For Patrick, who doesn’t own a television and home schools his children, beyond the daily routine of waking the kids up, fixing their breakfast, helping them with their homework, preparing lunch, dinner, doing the laundry and other household chores, being a father means more than just being present. It’s more than just managing.
“The reward comes when sometimes Jakob will wake up at two, three, four o’clock in the morning out of a sound sleep and he’ll say Daddy and I’ll say yes Jakob. And he’ll say I love you Daddy and I’ll say I love you too man and he’ll go right back to sleep.
Fighting back tears, Patrick says, “It’s difficult to put into words what that means.”
A struggling single artist, Patrick readily admits that none of his seven children were planned and that he didn’t agree in the beginning with his ex wives decision to have them at the time. But that didn’t deter him from stepping up to the role when they were born.
“They just were supposed to be here. And I wasn’t necessarily in agreement with them being here but when they got here I’m like okay this is what I’m supposed to do. So, I had to be here for them.”

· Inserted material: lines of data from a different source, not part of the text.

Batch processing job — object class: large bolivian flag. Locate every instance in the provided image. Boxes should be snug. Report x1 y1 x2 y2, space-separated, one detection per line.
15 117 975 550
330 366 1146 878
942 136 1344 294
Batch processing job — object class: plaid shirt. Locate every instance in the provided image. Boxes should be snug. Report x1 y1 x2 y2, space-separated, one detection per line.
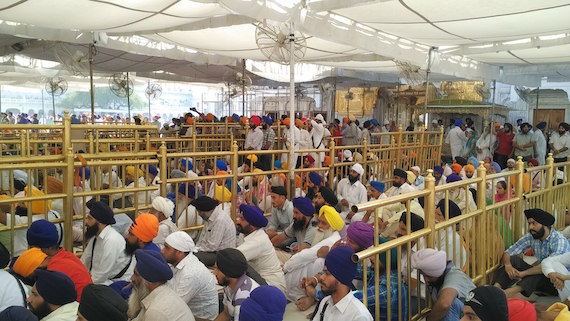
506 230 570 262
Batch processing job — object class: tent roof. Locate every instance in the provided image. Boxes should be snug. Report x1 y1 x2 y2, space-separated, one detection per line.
0 0 570 86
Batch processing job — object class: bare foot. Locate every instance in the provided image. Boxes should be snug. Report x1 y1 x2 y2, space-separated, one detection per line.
295 296 315 311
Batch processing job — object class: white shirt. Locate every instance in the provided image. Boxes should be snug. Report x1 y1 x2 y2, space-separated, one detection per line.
81 225 131 285
165 253 218 321
244 126 263 150
0 269 30 312
237 229 285 292
315 292 373 321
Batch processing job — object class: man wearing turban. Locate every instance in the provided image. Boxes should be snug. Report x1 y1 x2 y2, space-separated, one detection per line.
411 248 475 320
337 164 368 224
493 208 570 298
127 249 195 321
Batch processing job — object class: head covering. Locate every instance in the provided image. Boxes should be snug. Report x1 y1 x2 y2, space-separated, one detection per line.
346 221 374 249
412 248 447 277
191 196 220 212
180 158 194 170
370 181 386 193
263 116 273 126
0 305 38 321
468 156 479 168
350 164 364 177
451 163 463 173
152 196 173 217
35 269 77 305
178 183 196 199
465 285 509 321
130 213 158 243
406 171 417 184
89 201 115 225
239 204 267 228
319 205 344 231
393 168 408 179
436 199 461 218
170 169 186 178
12 247 47 278
271 186 287 197
78 284 129 321
26 219 59 249
135 249 172 282
319 186 338 206
491 162 496 173
507 299 536 321
164 231 196 253
216 248 247 278
325 245 356 287
445 174 461 183
148 165 158 176
293 197 315 217
309 172 323 185
524 208 554 226
216 159 228 171
239 284 286 321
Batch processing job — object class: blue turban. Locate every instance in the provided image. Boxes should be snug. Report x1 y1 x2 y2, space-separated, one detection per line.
309 172 323 185
370 181 386 193
35 269 77 305
469 156 479 169
135 249 172 282
239 204 267 228
239 285 287 321
293 197 315 217
216 159 228 171
180 158 194 170
26 219 59 249
262 116 273 126
273 159 283 169
346 221 374 249
491 162 501 173
178 183 196 199
325 245 356 287
446 174 461 183
148 165 158 176
88 201 116 225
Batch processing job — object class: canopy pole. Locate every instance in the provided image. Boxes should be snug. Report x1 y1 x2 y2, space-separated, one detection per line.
289 22 297 190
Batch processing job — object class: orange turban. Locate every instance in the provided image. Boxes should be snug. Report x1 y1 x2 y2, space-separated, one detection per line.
46 176 63 194
13 247 47 278
451 163 463 174
131 213 158 243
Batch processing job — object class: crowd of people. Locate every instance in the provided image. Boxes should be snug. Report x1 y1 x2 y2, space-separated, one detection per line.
0 110 570 321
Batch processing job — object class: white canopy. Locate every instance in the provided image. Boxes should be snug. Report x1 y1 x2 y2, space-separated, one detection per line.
0 0 570 86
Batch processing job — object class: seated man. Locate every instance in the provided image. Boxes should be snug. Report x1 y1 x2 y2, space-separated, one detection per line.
493 208 570 298
27 269 79 321
411 248 475 321
236 204 285 292
192 196 236 267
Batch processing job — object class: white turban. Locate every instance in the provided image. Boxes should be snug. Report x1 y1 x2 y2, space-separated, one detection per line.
164 231 196 253
411 249 447 277
152 196 174 217
350 164 364 177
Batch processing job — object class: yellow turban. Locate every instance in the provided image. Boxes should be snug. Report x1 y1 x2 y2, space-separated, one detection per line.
214 185 232 203
13 247 47 278
319 205 344 231
125 166 144 177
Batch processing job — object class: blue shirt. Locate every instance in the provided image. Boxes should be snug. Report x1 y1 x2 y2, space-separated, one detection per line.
505 230 570 262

Patrick knows what it’s like not to have a father around because he didn’t really get to know his father and doesn’t want his children to have to go through that.
But Patrick isn’t alone. A staple at his local Starbucks on Crenshaw and Coliseum, both he and his sons Elijah and Jakob have been adopted by the staff and regulars who frequent the popular coffeehouse which is known has a hotspot for networking in the Black community.
Derek Haskell, 30, an entrepreneur, met Patrick at Starbucks and hired him to design his company’s logo as well as featured him at his organization’s Black History Month event earlier this year.
“I would always see Patrick at Starbucks meeting with various people,” explains Derek Haskell whose organization the C3 Foundation hosts various community events. “He would always have his kids in tote who would be sitting down doing their homework sipping on hot chocolate and apple cider while their father was having these meetings. One day, a mutual friend introduced us and since then we’ve been like family. This day in age, you really have to respect a brother who is taking care of his kids on his own like Patrick is.”
Another Starbucks regular, filmmaker Danna Kiel, 42, remembers that she would see Patrick at Starbucks and always admired his fashion style which is usually full of orange and green.
“One day I came to Starbucks to work on a script and I remember that day I had on a pair of old jeans that were full of holes and Patrick said to me, ‘I like your jeans.’ And that was the beginning of a conversation that has never ended. Patrick is a visual artist that inspires us with great commitment to art and extraordinary commitment to fatherhood.”
As for what his son’s think about his parenting skills, four-year-old Jakob gets the last word.
In Leimert Park, while sitting under the shade of a tree, Jakob spontaneously turns to his father and says matter-of-factly, “I love you Daddy,” to which Patrick responds, “I love you too.”